Any advice will be very appreciated.
The MM would be buying stock to flatten their delta, as selling stock would increase their exposure. A trade in ATM options would result in the MM buying 50[50k shares] deltas in stock, replicating a short, synthetic ATM straddle. Hedging smaller gammas in ITM/OTM options results in taking greater spot/gamma risk for the MM as his static-gamma position is smaller, but contains upside-gamma risk[convexity-risk].
IOW, the MM will be more inclined to replicate/lay-off his gamma in buying options into the upside-gamma risk of the ITM/OTM position, while the ATM position allows the MM some time to shop for wings to purchase.
In either case the motivation is to reduce risk through the immediate purchase, natural or synthetic, of the underlying shares.
I have read previous posts from you, and I must admit you are by far the most knowledgeable person in the subject of options in this forum. I figured you would be the only one who would really know the answer. I want to congratulate you on your experience and your generosity of mind.
This is what I understand, if I buy 1K calls, MM buys the equivalent in shares, if I buy puts, MM shorts the equivalent.
It would appear that my purchase would in itself help me since the shares would move in my direction to start with ?
Am I to expect the MM to try to wiggle me out of the position, once it is established? Or am I being paranoid ?
Thank you very much for your help !
you are being paranoid. There are many types of market makers. Odds are if you do that kind of size, there isn't one MM on the other side of the trade. Some may hedge the delta directly with stock, some may hedge it by spreading out, some may hedge it with a number of correlated products. furthermore, the big MM's are trading millions of contracts per day. the 1000 lot you trade is just another piece of the puzzle.
one more thing: it makes a great difference if you are talking about a stock with average daily volume of 100K shares or a couple of million shares. ditto for volume and liquidity in the stock option class you're trading.
an addition to the above post:
A lot of the MM's are not independent solo operators but trade for a firm, they may make markets on several names and their trades are fed in their mother computer. There are people upstairs monitoring the combined position to make sure that the firm's exposure is not too lopsided.
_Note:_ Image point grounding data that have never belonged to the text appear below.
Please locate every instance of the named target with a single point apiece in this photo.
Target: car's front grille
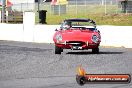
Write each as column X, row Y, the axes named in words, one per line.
column 75, row 43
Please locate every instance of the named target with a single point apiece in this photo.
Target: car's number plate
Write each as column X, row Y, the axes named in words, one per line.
column 77, row 47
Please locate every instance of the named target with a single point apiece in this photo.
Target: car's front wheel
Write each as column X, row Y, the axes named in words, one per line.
column 95, row 50
column 58, row 50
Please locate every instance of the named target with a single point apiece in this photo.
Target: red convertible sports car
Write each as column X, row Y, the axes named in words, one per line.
column 77, row 34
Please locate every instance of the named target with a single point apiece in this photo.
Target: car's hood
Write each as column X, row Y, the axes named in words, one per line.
column 77, row 35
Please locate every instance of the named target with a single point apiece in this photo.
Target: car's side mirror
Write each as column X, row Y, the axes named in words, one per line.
column 56, row 29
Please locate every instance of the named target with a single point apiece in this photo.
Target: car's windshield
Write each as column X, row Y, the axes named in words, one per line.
column 78, row 24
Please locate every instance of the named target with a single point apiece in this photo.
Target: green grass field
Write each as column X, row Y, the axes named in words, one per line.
column 113, row 15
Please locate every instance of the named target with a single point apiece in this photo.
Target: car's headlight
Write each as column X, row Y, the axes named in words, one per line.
column 95, row 38
column 59, row 37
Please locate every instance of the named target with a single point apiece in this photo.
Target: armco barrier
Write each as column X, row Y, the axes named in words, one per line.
column 117, row 36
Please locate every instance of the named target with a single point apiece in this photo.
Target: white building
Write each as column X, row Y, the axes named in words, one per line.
column 23, row 5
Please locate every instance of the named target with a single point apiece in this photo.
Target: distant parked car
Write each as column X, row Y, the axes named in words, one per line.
column 77, row 34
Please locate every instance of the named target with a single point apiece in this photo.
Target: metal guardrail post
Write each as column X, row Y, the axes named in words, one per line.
column 3, row 10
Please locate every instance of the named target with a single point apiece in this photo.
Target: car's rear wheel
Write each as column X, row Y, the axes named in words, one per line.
column 58, row 50
column 95, row 50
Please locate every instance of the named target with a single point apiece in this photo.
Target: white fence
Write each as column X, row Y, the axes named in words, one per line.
column 111, row 35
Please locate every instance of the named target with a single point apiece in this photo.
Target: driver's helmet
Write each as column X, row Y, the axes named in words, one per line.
column 67, row 25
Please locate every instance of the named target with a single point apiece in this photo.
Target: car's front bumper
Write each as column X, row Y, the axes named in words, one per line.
column 77, row 45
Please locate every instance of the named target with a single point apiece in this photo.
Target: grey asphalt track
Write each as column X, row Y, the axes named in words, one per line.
column 34, row 65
If the MM by any chance could or did not hedge their side of the trade after filling your order the upstairs people may hedge it in the process of costantly working on the global hedge.
Also think of the MM as a person keeping 7 plates swirling up in the air. While the are definitely working to have an edge and make money they are too busy for intricate games on each order.
When you are submitting an order on a slow option chain it does not mean that they are asleep at the other end because they probably handle many other names.
As far as buying on the bid and selling on the offer, even if you were personally standing there you could not do it unless you vere experienced and agressive so don't even dream about it from upstairs.
I used a simplistic example of a single individual making a market in 1000 calls. Obviously that's not likely to be the outcome of a similar event on the post of XYZ options.
There isn't likely to be a waiting conversion/box/roll available, and selling 1000p simply doubles the size of the straddle from 500 to 1000[synthetic/natural].
As has been stated; the DPMs are often large firms represented by individuals who simply fill the paper and the d/g/v risk is handled upstairs. Often resulting in additional, proprietary order flow being sent to the pit in which your 1000 calls were traded. Firms like these are always looking for arbs, but will often replicate in correlated markets.